La figura en el espejo era suya. El mismo vestido. La misma postura. La misma cabellera recogida con cuidado. Pero el rostro... no. Estaba modificado por una palidez nueva, unos labios sin pigmento, una expresión que no le pertenecía. Los ojos —esos ojos idénticos a los suyos— la miraban como si ya supieran algo. No había amenaza, ni violencia. Solo... reconocimiento. Un reflejo que parecía observarla desde otro tiempo.

Parpadeó y el espejo le devolvió su rostro habitual.

No gritó. No retrocedió de golpe. Solo apoyó una mano en el tocador. La otra permanecía ligeramente cerrada, como si contuviera una emoción que no podía desbordar. Cerró los ojos unos segundos, contuvo la respiración. No había nadie más allí. Solo ella. Y, sin embargo, la imagen persistía detrás de sus párpados con una nitidez que dolía.

Durante el desayuno, habló lo justo. No mencionó el incidente. Escuchó las trivialidades con aparente atención, hizo comentarios discretos, y evitó mirar demasiado tiempo el vapor que se elevaba desde la taza de té. Todo parecía normal. Pero en su interior, algo se tensaba. Se sentía como si caminara por la cornisa de una torre: aún erguida, aún en control... pero con la certeza de que un paso en falso podría llevarla al vacío.
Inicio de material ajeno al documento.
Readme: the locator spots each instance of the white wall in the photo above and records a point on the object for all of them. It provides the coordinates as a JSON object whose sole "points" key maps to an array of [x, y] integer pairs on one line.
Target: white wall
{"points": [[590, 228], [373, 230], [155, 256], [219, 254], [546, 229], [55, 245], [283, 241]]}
Otra noche —la séptima desde la consulta—, soñó que caminaba por un pasillo. No reconocía el lugar, pero tampoco le era ajeno: columnas de piedra, paredes cubiertas de tapices oscuros, un perfume tenue a cera y algo más… algo como resina y sangre seca. Caminaba descalza. El frío le llegaba a los tobillos. Y de pronto, unos brazos la rodearon por la espalda. No se asustó. Al contrario: una risa tibia brotó de sus labios, como si aquellas manos le hicieran cosquillas suaves en el cuello. Hubo un susurro junto a su oído, una voz varonil, apenas un aliento, y justo cuando la calidez la invadía... sintió un dolor punzante en el hombro. Breve, agudo. Como el inicio de una mordida.